Here’s how to solve this using a minimal Protocol.

from typing import Protocol

class EncodingProtocol(Protocol):

    def ids(self) -> list[int]:
        ...

class TokenizerProtocol(Protocol):

    def encode(self, sequence: str, 
               *args: Any, 
               **kwargs: Any) -> EncodingProtocol:
        ...

tokenizer: TokenizerProtocol = Tokenizer.from_pretrained("bert-base-uncased")

tokens = tokenizer.encode("dog")
reveal_type(tokens)
# note: Revealed type is "EncodingProtocol"
ids = tokens.ids
reveal_type(ids)
# note: Revealed type is "builtins.list[builtins.int]"

As you can see, using a Protocol has a couple of advantages. First, if you type the protocol correctly, you get a cascading effect. Now, wherever we pass a Tokenizer to a function, we can just pass a TokenizerProtocol, and any code that calls encode will then return an Encoding, which is also properly typed. Second, we didn’t need to provide types for anything beyond the things we actually use. Tokenizer and Encoding have many functions, helpers, etc. that we don’t need to describe for our specific purpose. Using a protocol thus gets you a nice, minimal, way of describing exactly what you need from the external library in terms of typing.

Downsides

One of the biggest downsides to using a protocol is, ironically, exactly the same one as using cast or # type: ignore markers: if the underlying implementation ever changes, or your protocol is defined incorrectly, the static analyzer will be confidently incorrect. This also reminds me of arguments against docstrings: it is better to have no docstrings than incorrect docstrings. Similarly, it is better to have no typing than to have incorrect typing.

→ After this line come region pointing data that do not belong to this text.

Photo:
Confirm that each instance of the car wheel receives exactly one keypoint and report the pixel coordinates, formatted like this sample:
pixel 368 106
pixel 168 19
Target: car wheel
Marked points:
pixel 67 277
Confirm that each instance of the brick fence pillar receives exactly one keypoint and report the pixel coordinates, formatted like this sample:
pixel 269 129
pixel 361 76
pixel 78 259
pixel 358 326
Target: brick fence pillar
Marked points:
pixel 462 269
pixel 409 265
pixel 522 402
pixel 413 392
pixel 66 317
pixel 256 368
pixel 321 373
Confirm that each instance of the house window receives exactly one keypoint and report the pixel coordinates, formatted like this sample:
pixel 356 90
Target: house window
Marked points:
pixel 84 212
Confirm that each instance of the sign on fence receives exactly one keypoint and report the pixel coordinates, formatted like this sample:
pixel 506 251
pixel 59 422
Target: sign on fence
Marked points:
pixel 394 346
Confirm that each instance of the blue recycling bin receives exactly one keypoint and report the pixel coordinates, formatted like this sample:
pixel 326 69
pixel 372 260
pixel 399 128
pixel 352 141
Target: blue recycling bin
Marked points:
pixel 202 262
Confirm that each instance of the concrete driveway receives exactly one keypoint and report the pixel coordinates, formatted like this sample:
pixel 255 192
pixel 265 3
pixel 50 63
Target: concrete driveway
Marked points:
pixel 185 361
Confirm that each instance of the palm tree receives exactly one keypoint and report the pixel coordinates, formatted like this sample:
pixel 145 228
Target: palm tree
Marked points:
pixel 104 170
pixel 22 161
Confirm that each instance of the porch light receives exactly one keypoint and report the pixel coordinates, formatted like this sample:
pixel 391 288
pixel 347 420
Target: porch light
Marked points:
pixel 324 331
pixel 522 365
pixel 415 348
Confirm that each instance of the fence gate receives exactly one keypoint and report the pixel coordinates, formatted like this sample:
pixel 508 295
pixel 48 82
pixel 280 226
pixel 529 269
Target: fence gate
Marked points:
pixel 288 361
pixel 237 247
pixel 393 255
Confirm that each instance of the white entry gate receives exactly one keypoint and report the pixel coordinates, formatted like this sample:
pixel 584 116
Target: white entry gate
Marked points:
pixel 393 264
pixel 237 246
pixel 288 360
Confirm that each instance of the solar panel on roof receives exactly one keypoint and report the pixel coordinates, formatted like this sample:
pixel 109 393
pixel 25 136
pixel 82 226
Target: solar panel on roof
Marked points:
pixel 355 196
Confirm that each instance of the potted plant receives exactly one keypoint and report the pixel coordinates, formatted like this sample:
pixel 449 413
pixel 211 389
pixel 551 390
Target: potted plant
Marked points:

Note that these errors can be quite subtle. For example, consider that, maybe, when presented with an empty string, our tokenizer would return None. This is difficult to figure out without looking at the actual implementation, but you’d still have to deal with it somehow.

Second, and I think this is a small objection, is that it simply takes a bit of time to write the Protocol. I don’t think this is actually a valid objection. If you allow me the slippery slope argument: if you think writing code for consistent correct types is too much work, then why write types at all?

Alternatives

A nice alternative is to accept that the tokenizer returns an untyped thing, and to just wrap it in another function.

def string_to_ids(string: str, tokenizer: Tokenizer) -> list[int]:
    return cast(list[int], tokenizer.encode(string).ids)

This also has the effect of encapsulating the untyped code, and has the added advantage of also abstracting away from the specific function used. So if that is also your goal, you could consider doing this instead. It does require a cast to work, so that’s an unfortunate side effect.

Conclusion

Writing well-typed code makes you faster in the short and in the long run, and reduces the probability of catastrophic failure. I think using a Protocol to provide types makes you much more confident about what you are using these tools for.